In order to gather information to make an assessment of the quality of the service, we spoke with people and looked at a variety of records. We spoke with the registered manager, four care staff and observed interactions with people who used the service. We reviewed three care records which included needs assessments, risk assessments and daily care logs; and management records which included three staff records, policies, development plans and evidence of training.

Overall inspection

Good

Updated 10 May 2017

The inspection took place on the 25 November 2016. The provider was given one day’s notice of the inspection, as this was a small service where people were often out during the day and we needed to make sure that someone would be available to meet us. The service was last inspected in July 2014 and was compliant in the areas inspected.

The service was registered to care for eight people with learning disabilities; there were seven people living there on the day of the inspection. Many of the people had complex health needs as well as a learning disability and had very little or no speech. This made it difficult to obtain direct quotes from them; however, we were able to gather evidence of their experience by observations and talking with the staff who cared for them.

There was a registered manager in post. A registered manager is a person who has registered with the Care Quality Commission to manage the service. Like registered providers, they are ‘registered persons’. Registered persons have legal responsibility for meeting the requirements in the Health and Social Care Act 2008 and associated Regulations about how the service is run.

People were safe living at Hardwick Close. Staff were trained and understood their responsibility to keep people safe from harm or abuse. Some staff were not clear what the emergency evacuation procedures were for people who required assistance to transfer; and the registered manager said they would review this with staff. Medicines were managed well and there were processes in place to support staff with this.

Staff had the knowledge, skills and confidence to care for people with complex needs. Training was available to keep staff updated with current best practice and staff explained how they benefited from the training they had received. Staff sought consent before they cared for people. People were supported to maintain a healthy diet; and were encouraged to make their own choices. People were supported to attend health appointments in order to maintain their general health.

Staff had positive, caring relationships with people who used the service.
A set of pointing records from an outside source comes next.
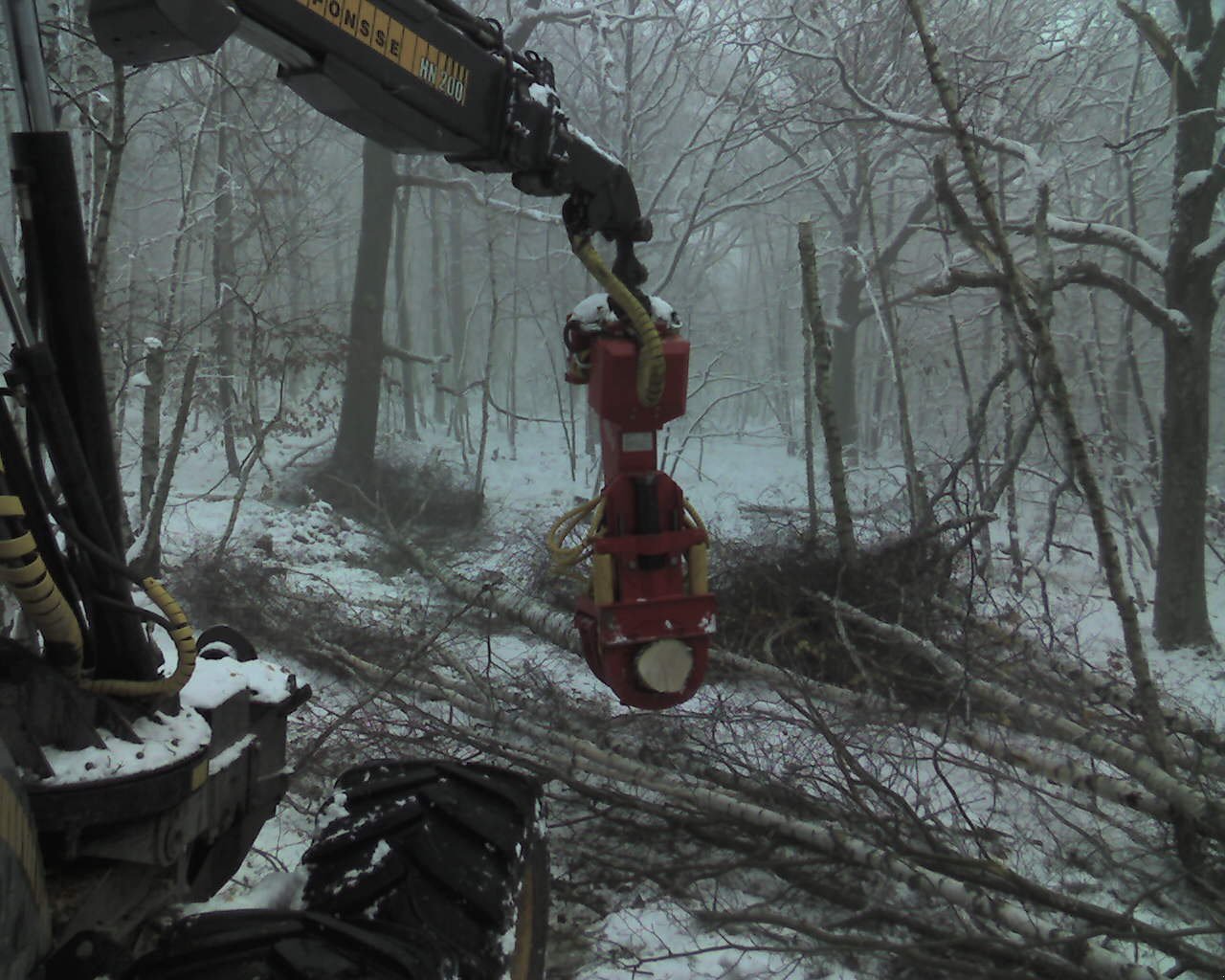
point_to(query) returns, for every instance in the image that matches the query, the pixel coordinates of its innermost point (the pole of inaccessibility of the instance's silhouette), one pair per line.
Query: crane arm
(418, 77)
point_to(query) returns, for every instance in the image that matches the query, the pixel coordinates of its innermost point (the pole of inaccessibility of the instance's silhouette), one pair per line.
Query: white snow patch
(165, 740)
(597, 310)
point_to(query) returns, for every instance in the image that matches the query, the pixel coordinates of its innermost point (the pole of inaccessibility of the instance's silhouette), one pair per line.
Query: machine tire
(23, 913)
(452, 850)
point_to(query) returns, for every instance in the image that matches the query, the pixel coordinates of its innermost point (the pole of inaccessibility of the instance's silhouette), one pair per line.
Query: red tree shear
(647, 619)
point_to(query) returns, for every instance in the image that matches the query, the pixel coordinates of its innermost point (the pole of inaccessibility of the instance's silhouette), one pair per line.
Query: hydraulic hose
(23, 569)
(651, 349)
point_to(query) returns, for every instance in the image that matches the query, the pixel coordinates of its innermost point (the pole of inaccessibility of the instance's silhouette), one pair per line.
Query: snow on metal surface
(213, 681)
(597, 310)
(165, 740)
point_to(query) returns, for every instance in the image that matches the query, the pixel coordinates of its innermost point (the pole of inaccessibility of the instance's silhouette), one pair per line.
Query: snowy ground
(739, 485)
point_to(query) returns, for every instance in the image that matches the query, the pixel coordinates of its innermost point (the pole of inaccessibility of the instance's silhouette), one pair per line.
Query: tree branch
(1153, 34)
(1090, 274)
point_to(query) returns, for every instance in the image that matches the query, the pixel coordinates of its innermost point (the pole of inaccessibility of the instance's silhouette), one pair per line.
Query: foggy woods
(950, 275)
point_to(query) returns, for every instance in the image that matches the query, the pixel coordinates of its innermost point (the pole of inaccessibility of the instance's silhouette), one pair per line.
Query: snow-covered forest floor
(774, 826)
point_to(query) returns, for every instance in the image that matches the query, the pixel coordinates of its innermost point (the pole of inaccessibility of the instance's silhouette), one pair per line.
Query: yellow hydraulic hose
(184, 644)
(568, 556)
(22, 568)
(651, 350)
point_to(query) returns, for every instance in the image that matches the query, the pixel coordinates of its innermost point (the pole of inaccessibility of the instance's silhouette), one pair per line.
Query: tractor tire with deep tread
(454, 850)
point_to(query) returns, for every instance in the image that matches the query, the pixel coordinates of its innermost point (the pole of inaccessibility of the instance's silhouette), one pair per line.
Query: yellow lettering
(381, 23)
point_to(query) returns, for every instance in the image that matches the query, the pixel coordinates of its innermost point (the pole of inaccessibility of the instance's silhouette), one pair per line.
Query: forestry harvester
(131, 783)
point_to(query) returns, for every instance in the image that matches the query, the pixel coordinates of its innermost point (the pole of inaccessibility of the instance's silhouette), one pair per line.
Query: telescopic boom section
(418, 77)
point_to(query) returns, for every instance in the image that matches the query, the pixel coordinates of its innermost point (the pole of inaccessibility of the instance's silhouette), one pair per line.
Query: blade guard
(647, 586)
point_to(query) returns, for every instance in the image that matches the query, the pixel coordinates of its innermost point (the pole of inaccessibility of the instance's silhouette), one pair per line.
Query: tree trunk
(224, 280)
(816, 326)
(1180, 611)
(354, 454)
(403, 315)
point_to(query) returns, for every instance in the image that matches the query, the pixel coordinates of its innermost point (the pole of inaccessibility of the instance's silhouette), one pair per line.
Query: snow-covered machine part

Staff were kind and compassionate and took time to listen to people and understood their needs and wishes. Staff promoted peoples independence and demonstrated respect for individuals and their human rights. Staff cared for people with dignity and privacy was respected. People were supported to maintain relationships with friends and family, and visitors were encouraged. People were supported to attend events or activities where they could meet people.

Care plans were person centred and staff clearly knew people’s individual needs, wishes and preferences. People were supported to maintain their interests and participate in activities of their choosing. There was a complaints policy in place in an easy read format; and people or their families were encouraged to share any concerns and make suggestions for improvements to people’s care. The provider conducted annual surveys; and sent newsletters to inform people and staff of recent developments or improvements.

There was visible management and leadership of the service. Staff spoke positively of the support provided by the registered manager; and we could see that people were comfortable in their presence. The registered manager completed audits of processes in the service; and provided data to the provider which fed into their monitoring process. Staff meetings and supervisions took place regularly and areas for improvement were identified and discussed with the team; along with feedback from the provider of the results of their monthly monitoring. The manager responded positively to areas we highlighted during our inspection and said they would include them in their development plan.